Since the internet became a thing back in the ‘90s, advertisements have found their place among many pages filled with information, services, and all kinds of content. If you’ve ever visited virtually any website (and you obviously have, otherwise you wouldn’t have been here), you’ve noticed that ads are becoming more and more aggressive and seeming all-knowing, especially once you consider how similar the content of ads is to the things you looked for via your search engine.
And although advertising companies can only profit because of the internet user, it seems like the industry is becoming more ruthless by the day when it comes to how it treats users – ads are now literally everywhere and they don’t care if you don’t want to see them.
This brings us to ad blockers. A web browser extension that has been looked down on, yet is now praised by more than 50% of internet users in USA. That percentage alone should be a good enough sign not only that advertisements aren’t tolerable anymore, but also that there is a solution to their overwhelming aggression. With that in mind, here are five good reasons to use an ad blocker.
1. Advertising = Malvertising
If anyone has ever told you that ads are harmless and cannot do any damage whatsoever, you’ve been lied to. Fact is nobody really understands advertising technology to its full extent, which in turn means that there are a lot of ways internet ads can be used for spread computed viruses.
Using ad platforms in the goal of spreading spyware, malware, and other malicious codes is much easier than you may think. Just consider this: if you were to deliver a payload of any kind to one major ad platform, you would be automatically given coverage of about 50% of everything that platform owns.
It doesn’t matter if you choose to target one user at a time or you opt for massive scale targeting – either way, you can spread malicious codes by aiming at IP addresses, locations, cookie ID, version of OS or browser, and many more parameters.
2. You Might Be Spied On
Don’t bring out your tinfoil hat yet, as there’s actually some pretty solid reasoning behind this statement. Former CIA agent and NSA employee Edward Snowden – famous for revealing thousands of classified NSA documents to the press – said the following while giving a testimony to the Council of Europe’s Committee on Legal Affairs and Human Rights back in 2014:
“You must first understand any kind of internet traffic that passes before these mass surveillance sensors can be analyzed in a protocol agnostic manner, metadata and content both. And it can be today, right now, searched not only with very little effort via a complex regular expression which is a type of shorthand programming but also via any algorithm an analyst can implement in popular high level programming languages. This is very common for technicians, it’s not a serious workload – it’s quite easy.
This provides a capability for analysts to do things that associate unique identifiers assigned to untargeted individuals via unencrypted commercial advertising networks, their cookies or common tracking measures used by businesses every day across the internet with personal details such as an individual’s precise identity, their geographic location, their political affiliations, their place of work, their computer operating system and other technical details, their sexual orientation, their personal interests and so on and so forth.”
Still not convinced?

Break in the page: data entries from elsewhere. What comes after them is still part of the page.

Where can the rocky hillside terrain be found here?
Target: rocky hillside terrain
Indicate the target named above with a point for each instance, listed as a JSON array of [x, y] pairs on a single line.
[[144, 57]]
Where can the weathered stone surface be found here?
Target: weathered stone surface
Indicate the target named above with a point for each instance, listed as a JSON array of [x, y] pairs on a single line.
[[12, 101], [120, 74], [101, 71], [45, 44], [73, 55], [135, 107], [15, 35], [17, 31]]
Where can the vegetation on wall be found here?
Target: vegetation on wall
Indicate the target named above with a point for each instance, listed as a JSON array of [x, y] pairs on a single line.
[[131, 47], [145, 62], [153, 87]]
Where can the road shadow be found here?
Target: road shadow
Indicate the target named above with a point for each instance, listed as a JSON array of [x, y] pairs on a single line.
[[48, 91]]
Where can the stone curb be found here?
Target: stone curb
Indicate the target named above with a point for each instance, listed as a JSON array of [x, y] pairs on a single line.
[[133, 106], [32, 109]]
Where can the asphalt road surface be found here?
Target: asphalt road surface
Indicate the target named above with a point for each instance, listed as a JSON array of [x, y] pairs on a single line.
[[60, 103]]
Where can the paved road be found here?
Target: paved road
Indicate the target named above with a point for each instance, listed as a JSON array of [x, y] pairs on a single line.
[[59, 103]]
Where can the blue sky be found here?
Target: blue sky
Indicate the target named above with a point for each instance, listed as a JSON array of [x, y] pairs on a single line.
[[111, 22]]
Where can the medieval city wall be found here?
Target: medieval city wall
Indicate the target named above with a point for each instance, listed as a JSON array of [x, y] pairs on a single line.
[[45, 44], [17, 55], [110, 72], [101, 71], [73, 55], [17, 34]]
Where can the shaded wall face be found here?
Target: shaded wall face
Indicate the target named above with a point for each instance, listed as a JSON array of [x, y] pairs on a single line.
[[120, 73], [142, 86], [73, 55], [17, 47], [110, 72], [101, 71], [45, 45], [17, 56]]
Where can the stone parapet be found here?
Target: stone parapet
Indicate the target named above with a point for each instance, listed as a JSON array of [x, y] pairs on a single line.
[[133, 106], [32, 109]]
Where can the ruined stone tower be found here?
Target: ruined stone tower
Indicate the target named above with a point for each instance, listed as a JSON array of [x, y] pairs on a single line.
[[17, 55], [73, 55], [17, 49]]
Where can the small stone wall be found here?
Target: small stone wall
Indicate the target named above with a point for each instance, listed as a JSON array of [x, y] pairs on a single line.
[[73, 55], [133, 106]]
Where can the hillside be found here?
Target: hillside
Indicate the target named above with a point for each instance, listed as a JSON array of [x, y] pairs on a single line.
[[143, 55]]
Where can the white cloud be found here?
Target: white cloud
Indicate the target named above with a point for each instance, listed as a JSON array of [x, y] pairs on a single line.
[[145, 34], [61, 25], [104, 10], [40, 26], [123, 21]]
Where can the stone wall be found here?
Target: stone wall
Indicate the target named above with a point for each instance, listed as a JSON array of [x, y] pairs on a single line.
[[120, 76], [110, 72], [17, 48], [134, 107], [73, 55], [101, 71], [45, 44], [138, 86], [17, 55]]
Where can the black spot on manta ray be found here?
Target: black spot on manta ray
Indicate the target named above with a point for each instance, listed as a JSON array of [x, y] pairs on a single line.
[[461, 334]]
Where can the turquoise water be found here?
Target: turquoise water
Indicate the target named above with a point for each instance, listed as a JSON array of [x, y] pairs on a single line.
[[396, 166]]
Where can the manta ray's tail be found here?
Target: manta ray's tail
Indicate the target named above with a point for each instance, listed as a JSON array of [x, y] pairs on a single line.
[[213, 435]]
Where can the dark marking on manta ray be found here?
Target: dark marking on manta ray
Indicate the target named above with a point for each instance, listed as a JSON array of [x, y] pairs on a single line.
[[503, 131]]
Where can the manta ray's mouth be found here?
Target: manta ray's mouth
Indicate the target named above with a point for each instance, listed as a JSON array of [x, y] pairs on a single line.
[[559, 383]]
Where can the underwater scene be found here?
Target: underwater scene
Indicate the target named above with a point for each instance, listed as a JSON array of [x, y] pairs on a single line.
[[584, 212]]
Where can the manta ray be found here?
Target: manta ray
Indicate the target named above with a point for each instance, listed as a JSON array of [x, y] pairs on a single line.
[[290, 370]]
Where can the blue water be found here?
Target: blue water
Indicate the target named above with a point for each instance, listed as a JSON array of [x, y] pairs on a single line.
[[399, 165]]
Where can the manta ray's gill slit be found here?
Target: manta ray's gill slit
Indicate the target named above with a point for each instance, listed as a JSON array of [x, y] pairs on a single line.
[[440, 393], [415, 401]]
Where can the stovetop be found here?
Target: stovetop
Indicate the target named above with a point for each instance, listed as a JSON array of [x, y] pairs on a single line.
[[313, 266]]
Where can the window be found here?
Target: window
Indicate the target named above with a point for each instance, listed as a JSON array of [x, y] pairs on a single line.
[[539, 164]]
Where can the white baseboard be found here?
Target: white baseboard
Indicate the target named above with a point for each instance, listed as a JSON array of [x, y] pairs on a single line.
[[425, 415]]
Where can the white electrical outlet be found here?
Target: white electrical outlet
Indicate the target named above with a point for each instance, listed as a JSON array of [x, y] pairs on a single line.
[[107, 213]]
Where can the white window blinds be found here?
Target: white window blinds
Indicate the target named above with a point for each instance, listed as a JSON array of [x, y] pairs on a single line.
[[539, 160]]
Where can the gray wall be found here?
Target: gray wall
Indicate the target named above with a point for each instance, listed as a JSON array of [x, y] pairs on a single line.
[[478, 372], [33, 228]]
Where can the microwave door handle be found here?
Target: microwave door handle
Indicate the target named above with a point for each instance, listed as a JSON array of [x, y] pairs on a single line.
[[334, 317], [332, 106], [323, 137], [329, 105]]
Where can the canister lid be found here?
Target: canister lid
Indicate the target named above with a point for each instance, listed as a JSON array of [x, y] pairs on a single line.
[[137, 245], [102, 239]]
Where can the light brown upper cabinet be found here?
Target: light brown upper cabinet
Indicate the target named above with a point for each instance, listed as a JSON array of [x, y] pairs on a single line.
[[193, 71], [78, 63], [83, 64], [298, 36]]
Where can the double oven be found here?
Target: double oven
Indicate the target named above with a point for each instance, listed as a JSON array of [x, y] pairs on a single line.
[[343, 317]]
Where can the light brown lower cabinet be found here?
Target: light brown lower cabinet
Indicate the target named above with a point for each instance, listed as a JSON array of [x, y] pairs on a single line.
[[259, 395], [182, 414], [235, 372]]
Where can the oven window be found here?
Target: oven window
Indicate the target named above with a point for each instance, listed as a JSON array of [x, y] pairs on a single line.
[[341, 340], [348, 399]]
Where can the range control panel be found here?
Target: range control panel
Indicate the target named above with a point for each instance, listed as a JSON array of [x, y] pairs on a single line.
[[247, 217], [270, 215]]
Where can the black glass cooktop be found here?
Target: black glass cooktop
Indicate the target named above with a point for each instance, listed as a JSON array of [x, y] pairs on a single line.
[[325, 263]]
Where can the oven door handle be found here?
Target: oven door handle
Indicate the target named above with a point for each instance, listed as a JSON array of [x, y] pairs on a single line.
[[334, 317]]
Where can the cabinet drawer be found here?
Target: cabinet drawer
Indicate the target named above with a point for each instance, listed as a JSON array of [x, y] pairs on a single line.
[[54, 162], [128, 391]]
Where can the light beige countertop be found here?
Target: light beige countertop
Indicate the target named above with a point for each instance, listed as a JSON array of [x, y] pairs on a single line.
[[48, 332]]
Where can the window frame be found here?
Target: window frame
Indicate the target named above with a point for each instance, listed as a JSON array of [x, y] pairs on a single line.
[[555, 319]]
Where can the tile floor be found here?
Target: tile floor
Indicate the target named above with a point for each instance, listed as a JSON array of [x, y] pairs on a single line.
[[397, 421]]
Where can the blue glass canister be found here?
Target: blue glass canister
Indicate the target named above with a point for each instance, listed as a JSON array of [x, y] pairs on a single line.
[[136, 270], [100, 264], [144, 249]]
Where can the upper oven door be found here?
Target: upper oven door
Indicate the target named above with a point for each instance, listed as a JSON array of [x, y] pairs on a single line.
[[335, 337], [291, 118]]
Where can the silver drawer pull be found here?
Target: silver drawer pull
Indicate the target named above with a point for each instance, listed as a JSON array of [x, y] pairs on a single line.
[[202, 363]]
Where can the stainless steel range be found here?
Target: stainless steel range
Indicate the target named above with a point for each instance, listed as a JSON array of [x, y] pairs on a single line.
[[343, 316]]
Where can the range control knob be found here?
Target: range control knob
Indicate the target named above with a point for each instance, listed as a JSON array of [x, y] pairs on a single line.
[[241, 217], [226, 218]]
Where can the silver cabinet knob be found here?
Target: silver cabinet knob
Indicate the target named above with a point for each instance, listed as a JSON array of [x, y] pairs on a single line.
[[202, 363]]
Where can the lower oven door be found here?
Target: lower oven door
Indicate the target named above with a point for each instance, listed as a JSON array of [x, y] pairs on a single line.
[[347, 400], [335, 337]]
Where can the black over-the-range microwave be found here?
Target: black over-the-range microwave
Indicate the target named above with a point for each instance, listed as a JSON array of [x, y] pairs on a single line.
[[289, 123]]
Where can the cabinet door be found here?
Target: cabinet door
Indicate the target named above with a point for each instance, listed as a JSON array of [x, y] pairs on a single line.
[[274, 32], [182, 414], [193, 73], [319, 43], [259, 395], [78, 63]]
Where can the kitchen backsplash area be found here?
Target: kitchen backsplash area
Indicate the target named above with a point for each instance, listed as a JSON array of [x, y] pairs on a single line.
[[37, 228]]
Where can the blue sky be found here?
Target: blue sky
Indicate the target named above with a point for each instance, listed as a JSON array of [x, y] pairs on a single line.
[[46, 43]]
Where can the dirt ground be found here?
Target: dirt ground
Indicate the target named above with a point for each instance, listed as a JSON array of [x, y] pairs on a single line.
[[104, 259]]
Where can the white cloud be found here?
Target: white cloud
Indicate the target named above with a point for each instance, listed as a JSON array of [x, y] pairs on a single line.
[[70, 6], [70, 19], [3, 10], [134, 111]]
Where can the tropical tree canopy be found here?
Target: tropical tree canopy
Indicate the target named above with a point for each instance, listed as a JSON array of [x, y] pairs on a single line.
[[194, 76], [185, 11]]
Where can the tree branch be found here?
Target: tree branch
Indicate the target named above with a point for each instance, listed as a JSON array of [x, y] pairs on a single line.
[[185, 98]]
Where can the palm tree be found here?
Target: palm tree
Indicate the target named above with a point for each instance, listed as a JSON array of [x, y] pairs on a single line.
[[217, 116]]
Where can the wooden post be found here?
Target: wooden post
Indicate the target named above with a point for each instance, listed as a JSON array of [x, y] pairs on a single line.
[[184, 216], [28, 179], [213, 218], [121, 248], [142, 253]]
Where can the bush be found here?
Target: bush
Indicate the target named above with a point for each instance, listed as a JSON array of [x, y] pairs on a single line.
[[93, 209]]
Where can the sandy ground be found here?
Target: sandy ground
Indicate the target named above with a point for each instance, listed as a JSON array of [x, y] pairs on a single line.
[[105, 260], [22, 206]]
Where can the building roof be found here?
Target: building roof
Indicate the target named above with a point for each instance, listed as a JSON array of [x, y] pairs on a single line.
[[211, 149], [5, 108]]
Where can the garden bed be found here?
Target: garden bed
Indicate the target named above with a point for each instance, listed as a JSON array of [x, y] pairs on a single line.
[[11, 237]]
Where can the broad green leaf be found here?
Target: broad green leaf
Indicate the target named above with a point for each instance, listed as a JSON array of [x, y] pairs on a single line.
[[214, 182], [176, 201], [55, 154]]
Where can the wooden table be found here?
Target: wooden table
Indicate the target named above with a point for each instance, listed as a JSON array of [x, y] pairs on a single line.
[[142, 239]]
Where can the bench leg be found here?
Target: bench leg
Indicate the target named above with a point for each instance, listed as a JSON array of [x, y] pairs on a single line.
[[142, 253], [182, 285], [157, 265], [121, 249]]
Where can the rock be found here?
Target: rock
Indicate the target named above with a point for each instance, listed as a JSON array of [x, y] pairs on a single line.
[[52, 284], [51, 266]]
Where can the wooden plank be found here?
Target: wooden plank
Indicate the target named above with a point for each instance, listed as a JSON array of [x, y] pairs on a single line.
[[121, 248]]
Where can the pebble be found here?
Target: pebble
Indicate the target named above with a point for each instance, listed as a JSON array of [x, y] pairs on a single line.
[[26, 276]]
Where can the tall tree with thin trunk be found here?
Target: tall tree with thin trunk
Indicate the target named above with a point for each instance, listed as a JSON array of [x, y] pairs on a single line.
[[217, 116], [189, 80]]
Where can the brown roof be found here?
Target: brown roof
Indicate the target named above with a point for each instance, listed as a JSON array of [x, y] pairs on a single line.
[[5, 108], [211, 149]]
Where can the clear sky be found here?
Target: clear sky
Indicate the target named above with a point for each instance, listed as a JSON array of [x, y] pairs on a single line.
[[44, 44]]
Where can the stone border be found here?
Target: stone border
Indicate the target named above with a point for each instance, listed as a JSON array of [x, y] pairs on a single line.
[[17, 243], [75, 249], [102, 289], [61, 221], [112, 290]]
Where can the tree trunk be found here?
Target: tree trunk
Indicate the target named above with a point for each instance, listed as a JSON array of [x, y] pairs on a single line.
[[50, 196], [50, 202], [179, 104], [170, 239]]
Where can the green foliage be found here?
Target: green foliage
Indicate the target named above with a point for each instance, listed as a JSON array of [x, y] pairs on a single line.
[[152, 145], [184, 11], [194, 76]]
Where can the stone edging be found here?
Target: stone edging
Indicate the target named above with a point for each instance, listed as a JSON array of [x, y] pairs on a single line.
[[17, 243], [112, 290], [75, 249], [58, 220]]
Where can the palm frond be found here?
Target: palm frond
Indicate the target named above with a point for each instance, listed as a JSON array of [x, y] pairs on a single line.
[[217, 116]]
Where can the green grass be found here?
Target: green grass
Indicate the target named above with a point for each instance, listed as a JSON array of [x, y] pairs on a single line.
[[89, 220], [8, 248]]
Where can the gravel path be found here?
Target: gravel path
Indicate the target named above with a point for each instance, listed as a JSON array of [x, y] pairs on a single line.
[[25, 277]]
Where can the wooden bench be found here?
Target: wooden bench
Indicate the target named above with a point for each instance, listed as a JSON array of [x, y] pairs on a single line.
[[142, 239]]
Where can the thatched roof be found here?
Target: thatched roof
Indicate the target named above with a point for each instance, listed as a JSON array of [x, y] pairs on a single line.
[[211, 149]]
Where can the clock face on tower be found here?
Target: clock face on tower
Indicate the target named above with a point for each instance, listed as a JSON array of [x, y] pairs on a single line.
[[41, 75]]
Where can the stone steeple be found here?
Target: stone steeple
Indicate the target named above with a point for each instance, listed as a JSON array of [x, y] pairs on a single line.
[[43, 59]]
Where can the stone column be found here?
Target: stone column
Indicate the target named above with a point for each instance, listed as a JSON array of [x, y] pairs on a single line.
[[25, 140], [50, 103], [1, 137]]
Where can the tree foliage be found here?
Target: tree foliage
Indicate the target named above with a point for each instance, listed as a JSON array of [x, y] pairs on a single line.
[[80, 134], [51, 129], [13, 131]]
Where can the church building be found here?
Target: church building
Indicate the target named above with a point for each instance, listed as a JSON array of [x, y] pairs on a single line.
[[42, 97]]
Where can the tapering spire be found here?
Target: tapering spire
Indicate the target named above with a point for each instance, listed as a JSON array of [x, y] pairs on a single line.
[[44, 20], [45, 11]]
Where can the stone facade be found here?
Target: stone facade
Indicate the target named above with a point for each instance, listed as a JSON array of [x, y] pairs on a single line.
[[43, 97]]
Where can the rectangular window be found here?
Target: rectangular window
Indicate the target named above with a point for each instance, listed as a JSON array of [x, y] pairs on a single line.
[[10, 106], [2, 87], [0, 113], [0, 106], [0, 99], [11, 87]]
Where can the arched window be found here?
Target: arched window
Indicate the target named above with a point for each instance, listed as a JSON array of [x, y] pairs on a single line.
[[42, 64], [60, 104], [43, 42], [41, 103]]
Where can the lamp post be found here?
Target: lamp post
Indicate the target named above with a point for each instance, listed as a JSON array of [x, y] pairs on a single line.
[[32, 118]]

Let’s move on to the next reason why you should have an ad blocker on your PC.
3. You Can’t Be Sure Who Is The Bad Guy
There is one simple reason why ad blocking has been invented in the first place – abusive advertising on the internet. And since the Internet Advertising Bureau (IAB) keeps smashing away at ad block providers with righteous conviction, you’ve got nothing left to do but to install and ad blocker as soon as possible.
There’s a silent agreement in regards of about 10% of advertisements on the internet being ad fraud. And seeing as Google is the biggest ad provider on the web, does that mean that one tenth of their revenue comes from ad fraud? Or should we just ignore that and listen to what IAB tells us? Furthermore, this also gives unprecedented reasons to sue advertising technology companies, but just blocking those ads is much easier.
4. A Better Experience
We can’t really argue against advertisements in general, as they are responsible for promoting many (if not all) companies, which later on impacts their success in their respective fields. However, since internet ads have become so aggressive and omnipresent, removing them from your sight will almost certainly improve your experience as an internet user.
Let’s take Facebook for example: this massive social network is used by almost everyone who owns a PC. Your friends and family are on there, as well as your acquaintances, people you’ve met online, and those who live abroad. Without an ad blocking extension, your news feed will be a mixture of updates from your Facebook friends and a large variety of ads that are constantly trying to sell you something. Combine this nasty picture with the probability of someone spying on you or attempting to transfer malware onto your computer, and you’ve got a pretty good reason to block those advertisements for good.
5. It Might Lead To A Better Future
Ad blocking has only become a thing in recent years, but despite that, it’s gaining a lot of momentum as each day passes. More and more people are eager to rid themselves of ads to the best of their abilities, which led to many ad blocker providers being praised and becoming very successful in a very short time.
Seeing as the current ad industry scene isn’t the cleanest one, it’s fairly easy to speculate what could happen in the near future. Although there are many scenarios, only two stand out: either the IAB and ad providers will start respecting internet users in terms of privacy and safety and there won’t be any need for ad blockers, or they’ll keep throwing as many ads at us and in any way possible until we’ve all installed an ad blocker. Either way, only good can come from using ad blocker software.